A more ambitious reform would be for the Justices to be more willing at the jurisdictional stage to seek input from those outside the Court who are knowledgeable about the issues raised by a pending petition. The Court currently seeks such input several times a year on pending petitions, but exclusively from the Solicitor General by way of formal orders inviting the Solicitor General to express the views of the United States on a pending petition. The Court could make similar requests from other knowledgeable organizations as a method of ensuring the wisdom of the Court’s jurisdictional determinations.

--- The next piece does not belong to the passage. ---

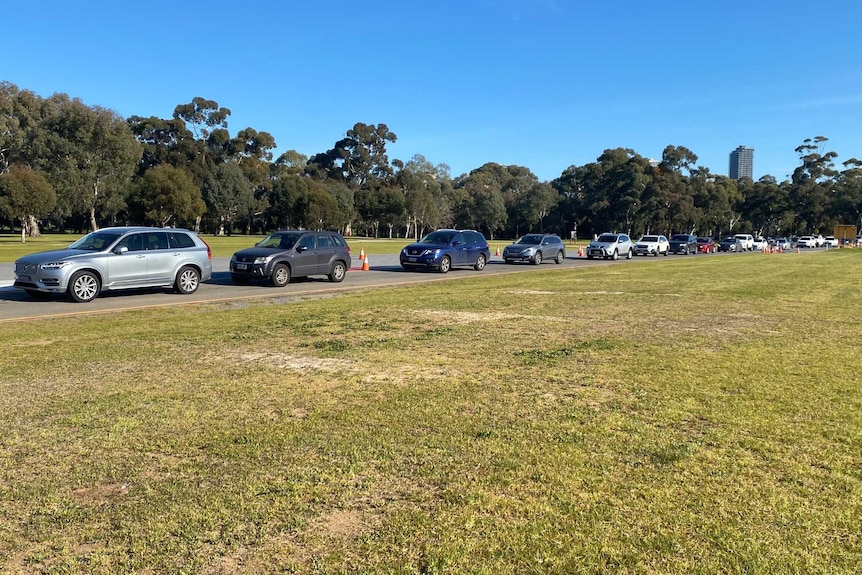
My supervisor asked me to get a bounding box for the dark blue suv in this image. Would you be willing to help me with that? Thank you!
[401,230,491,274]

An even more dramatic structural reform would be the addition to the Court of an office of seasoned, career lawyers akin in skills to assistants to the Solicitor General; the attorneys in such an office would assist the Court at the jurisdictional stage in assessing the worthiness of cases for judicial review, by both questioning the exaggerated claims of some advocates and making up for the deficiencies of other advocates. Whatever the best approach, it is increasingly likely that the current potential for capture of the Court’s docket is a significant problem that warrants the Court’s attention.
Richard J. Lazarus is the Professor of Law, Georgetown University Law Center & Faculty Director, Georgetown University Supreme Court Institute. This paper was based on a talk delivered at the Yale Law School Supreme Court Advocacy Clinic and The Yale Law Journal Online Conference on Important Questions of Federal Law: Assessing the Supreme Court’s Case Selection Process, held in Washington, D.C., on September 18, 2009.